Retention of etidronate in human, dog, and rat

The retention of radioactivity in human, rat, and dog following a single injected dose of radiolabeled etidronate disodium (EHDP) is shown to follow power‐law decay curves with similar slopes for times up to 4, 60, and 80 days, respectively. During this period retention declines with time according to a weak inverse power of the time since dosing, with an exponent ranging from −0.05 (dog) to −0.09 (human and rat). Direct analyses of dog bones either 90 days after a single dose or 365 days after cessation of chronic dosing indicate a more rapid bone clearance of EHDP than predicted by the initial power law. Direct skeletal analysis also shows a more rapid loss of radioactivity in the rat between 60 and 365 days, indicative of either a second power law or a terminal exponential phase in the retention function occurring after 60 days.

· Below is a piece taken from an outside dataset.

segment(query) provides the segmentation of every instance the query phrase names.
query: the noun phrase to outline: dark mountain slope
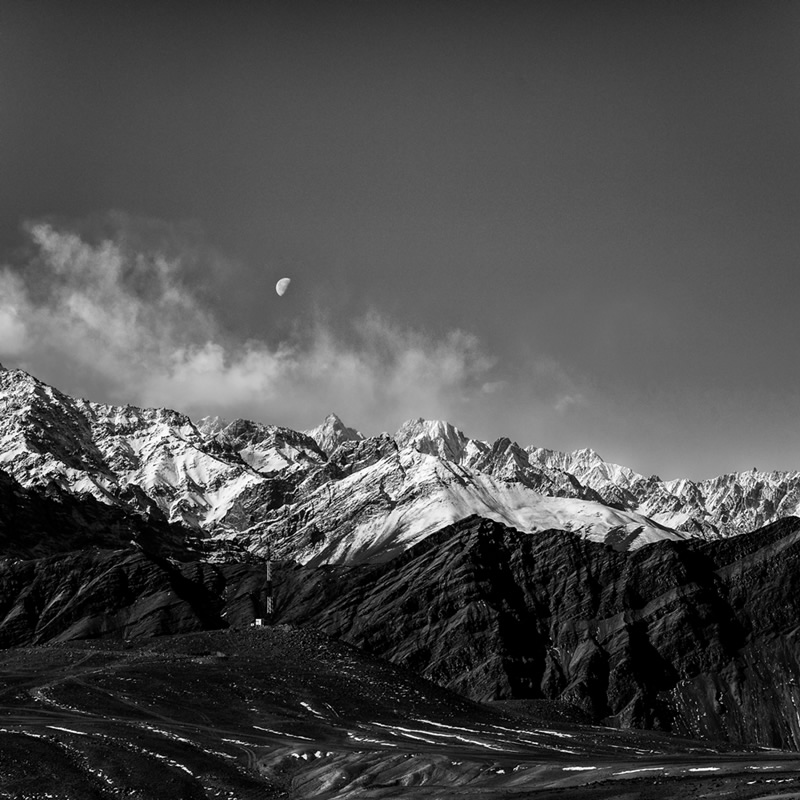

These data are used to estimate the minimum and maximum amounts of drug that would remain in the body following long‐term treatment in humans. For the intermittent cyclic EHDP treatment (ICT) regimen for osteoporosis (repeated cycles of 14 daily doses of 400 mg orally followed by 76 days drug free), the projected retention of EHDP after 3 years of treatment is 25–50 times the daily absorbed dose. Thus, for a 60 kg woman with a daily absorbed dose of 12 mg, the retained mass of EHDP would be about 300–600 mg. The surface area available for diphosphonate adsorption combined with measured bone‐remodeling rates in ICT‐treated subjects dictates that this mass would be distributed into a sufficiently large volume of mineral such that the fractional occupancy of active bone surfaces is only a few percent. The predicted retained mass of diphosphonate is well below that known to inhibit mineralization. This analysis is consistent with the clinical histopathology of bone from ICT‐treated subjects, which has indicated that no mineralization defect ensues from this treatment regimen with EHDP.